Example: A C program expects user input. Most user input consists of letters, numbers, and symbols–things you would expect a user to type on a keyboard. We determine that normal activity is any input that can be typed on a keyboard, and flag any input that cannot be typed on a keyboard. If an attacker tries to input a buffer overflow attack with memory addresses and shellcode (raw bytes that often can’t be typed on a keyboard), we detect that this doesn’t match normal behavior and flag it as an attack.
- It can catch new attacks that have never been seen before.
Defining normal behavior is difficult. What if you train a model for normal behavior on training data that includes attacks?
A poor model might classify lots of attacks as normal, or classify lots of normal requests as attacks.
In general, anomaly-based behavior is mostly studied in academic papers but not widely deployed as a detection strategy.
The idea: Manually specify what normal activity looks like. Flag any activity that deviates from normal activity.
Specification-based detection is also a form of whitelisting. The main difference between specification-based detection and anomaly-based detection is that specification-based detection manually defines normal activity (instead of trying to learn a model for normal activity).
Example: A C programmer writes a program that asks for the user’s age as input.
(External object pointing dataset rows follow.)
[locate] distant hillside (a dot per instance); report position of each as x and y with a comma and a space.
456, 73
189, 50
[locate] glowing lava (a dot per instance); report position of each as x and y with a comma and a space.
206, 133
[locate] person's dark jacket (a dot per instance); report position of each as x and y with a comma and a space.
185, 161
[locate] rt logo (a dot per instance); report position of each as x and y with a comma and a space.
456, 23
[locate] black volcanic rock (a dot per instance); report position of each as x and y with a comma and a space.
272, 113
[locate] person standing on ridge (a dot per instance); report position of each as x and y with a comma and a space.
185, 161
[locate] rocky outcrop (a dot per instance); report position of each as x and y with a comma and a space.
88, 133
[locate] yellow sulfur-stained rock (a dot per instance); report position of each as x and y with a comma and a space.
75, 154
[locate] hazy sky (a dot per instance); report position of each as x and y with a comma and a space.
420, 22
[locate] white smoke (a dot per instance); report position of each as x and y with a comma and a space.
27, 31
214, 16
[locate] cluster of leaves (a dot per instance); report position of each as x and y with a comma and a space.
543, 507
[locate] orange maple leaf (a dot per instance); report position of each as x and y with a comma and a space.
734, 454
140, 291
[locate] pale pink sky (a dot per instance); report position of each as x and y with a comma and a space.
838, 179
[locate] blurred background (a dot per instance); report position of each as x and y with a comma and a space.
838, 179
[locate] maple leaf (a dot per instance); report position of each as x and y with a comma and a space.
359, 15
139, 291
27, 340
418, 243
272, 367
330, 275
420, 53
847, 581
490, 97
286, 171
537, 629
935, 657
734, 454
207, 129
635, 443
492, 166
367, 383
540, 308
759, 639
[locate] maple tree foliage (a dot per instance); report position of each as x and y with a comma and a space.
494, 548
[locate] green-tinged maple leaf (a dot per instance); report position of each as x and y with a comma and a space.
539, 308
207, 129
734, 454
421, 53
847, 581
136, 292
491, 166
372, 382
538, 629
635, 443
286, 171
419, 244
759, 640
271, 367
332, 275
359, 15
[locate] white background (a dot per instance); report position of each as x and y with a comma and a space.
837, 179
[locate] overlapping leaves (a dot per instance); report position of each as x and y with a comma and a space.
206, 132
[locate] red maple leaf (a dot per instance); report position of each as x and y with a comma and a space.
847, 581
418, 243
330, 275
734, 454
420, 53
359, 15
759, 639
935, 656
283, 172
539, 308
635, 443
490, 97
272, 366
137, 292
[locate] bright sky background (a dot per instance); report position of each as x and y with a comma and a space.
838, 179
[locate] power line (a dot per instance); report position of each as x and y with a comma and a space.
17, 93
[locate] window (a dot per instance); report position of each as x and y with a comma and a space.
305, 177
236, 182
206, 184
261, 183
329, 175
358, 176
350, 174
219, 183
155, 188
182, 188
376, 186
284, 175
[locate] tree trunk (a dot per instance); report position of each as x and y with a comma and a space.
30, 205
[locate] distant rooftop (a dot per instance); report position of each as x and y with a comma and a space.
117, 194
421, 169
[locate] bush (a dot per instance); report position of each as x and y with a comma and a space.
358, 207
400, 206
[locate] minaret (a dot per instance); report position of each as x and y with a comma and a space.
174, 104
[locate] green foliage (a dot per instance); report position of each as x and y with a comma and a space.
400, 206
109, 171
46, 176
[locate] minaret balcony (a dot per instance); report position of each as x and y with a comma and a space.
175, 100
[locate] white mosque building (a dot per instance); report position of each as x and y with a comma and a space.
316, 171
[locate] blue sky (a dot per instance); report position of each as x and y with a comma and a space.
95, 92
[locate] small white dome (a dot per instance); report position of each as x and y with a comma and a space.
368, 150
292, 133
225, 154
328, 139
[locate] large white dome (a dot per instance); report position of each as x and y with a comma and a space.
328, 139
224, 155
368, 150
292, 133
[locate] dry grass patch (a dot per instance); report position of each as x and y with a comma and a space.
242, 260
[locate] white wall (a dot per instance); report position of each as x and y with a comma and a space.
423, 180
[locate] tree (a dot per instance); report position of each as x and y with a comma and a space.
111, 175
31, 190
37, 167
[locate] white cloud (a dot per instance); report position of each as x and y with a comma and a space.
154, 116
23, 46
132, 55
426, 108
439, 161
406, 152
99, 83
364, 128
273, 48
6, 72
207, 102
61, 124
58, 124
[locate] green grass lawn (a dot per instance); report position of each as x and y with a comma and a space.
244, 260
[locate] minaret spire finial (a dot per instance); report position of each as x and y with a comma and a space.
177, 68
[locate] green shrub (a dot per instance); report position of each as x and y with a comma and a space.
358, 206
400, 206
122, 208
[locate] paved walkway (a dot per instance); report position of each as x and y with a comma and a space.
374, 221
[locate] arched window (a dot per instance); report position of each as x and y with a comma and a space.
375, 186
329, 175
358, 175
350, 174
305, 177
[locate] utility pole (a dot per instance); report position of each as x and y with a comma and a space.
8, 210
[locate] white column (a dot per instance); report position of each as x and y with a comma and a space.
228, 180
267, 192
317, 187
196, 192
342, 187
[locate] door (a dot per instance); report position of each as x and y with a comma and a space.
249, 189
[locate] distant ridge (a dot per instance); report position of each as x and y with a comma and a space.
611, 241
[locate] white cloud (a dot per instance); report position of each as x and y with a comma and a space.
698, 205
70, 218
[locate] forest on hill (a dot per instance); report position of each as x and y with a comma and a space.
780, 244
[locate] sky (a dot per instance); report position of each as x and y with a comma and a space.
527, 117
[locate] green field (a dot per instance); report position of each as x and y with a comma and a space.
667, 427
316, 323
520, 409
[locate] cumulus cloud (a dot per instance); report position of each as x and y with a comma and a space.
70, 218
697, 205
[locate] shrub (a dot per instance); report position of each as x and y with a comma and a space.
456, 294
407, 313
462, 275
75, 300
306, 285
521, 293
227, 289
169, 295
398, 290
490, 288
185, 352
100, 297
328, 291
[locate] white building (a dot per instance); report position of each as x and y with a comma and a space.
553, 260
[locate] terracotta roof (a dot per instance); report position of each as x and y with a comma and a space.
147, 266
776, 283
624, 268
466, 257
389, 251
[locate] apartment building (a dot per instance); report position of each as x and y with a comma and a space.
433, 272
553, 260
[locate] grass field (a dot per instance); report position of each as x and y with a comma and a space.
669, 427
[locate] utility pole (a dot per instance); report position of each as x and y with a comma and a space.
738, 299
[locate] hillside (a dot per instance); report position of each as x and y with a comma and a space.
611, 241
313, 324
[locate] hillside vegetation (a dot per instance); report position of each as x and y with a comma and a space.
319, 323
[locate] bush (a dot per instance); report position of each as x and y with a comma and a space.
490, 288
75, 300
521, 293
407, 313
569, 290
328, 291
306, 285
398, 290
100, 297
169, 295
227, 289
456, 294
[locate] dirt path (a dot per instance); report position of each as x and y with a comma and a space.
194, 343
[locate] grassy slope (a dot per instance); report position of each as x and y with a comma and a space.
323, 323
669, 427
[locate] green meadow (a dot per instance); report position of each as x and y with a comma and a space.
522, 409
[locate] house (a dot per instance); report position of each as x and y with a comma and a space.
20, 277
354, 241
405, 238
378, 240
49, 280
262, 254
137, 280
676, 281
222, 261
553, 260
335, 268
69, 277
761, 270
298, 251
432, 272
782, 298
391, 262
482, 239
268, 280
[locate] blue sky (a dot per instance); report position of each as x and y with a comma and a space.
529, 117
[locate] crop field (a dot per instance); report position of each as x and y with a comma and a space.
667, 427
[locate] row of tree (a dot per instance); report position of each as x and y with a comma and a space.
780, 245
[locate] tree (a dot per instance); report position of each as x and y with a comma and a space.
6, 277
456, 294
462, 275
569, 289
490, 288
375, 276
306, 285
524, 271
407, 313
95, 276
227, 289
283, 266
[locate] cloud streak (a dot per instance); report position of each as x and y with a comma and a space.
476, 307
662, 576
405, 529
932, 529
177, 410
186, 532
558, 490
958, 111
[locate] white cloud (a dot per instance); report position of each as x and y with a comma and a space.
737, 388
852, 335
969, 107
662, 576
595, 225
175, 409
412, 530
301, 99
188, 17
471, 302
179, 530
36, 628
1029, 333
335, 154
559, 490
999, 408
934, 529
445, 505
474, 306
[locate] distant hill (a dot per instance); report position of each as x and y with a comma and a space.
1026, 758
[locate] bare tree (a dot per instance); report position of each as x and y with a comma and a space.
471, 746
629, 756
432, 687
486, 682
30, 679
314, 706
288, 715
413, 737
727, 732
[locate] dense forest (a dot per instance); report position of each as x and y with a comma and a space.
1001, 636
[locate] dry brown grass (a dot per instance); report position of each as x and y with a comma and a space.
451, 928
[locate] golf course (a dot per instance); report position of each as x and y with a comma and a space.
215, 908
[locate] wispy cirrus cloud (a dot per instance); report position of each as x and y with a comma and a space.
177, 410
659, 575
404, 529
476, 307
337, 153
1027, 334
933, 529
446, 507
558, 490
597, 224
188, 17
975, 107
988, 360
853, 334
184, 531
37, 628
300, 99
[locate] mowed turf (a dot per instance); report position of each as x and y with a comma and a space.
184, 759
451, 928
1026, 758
The programmer knows that ages are numerical and specifies that normal behavior is inputting a number. If an attacker tries to input a buffer overflow attack with memory addresses and shellcode (raw bytes that are not numbers), we detect that this doesn’t match normal behavior and flag it as an attack.
It can catch new attacks that have never been seen before.
If the specification is well-defined, the false positive rate can be made very low.
- It’s very time-consuming to manually write specifications for every application.
The idea: Look for evidence of compromise.
Unlike the other three models, behavioral detection doesn’t search for attack patterns in the input. Instead, behavior detection looks for malicious behavior that an attacker might try to perform. In other words, we are looking for the result of the exploit, not the contents of the exploit itself.
Example: A C programmer writes a program that never calls the
exec function. If an attacker tries to input a buffer overflow attack with shellcode that calls the
exec function to spawn a shell, we detect that the code has called
exec and flag this behavior as an attack. Note that we did not analyze the attacker input. Instead, we analyzed the program behavior and noticed that it called the
exec function, which is evidence that the program has been compromised.
It can catch new attacks that have never been seen before.
If the behavior rarely or never occurs in benign (non-attack) circumstances, the false positive rate can be made very low.
It can be cheap to implement.
The attack is only detected after it’s started, so there’s no way to prevent the attack before it happens.
An attacker can try to avoid detection by using different behavior to execute their attack.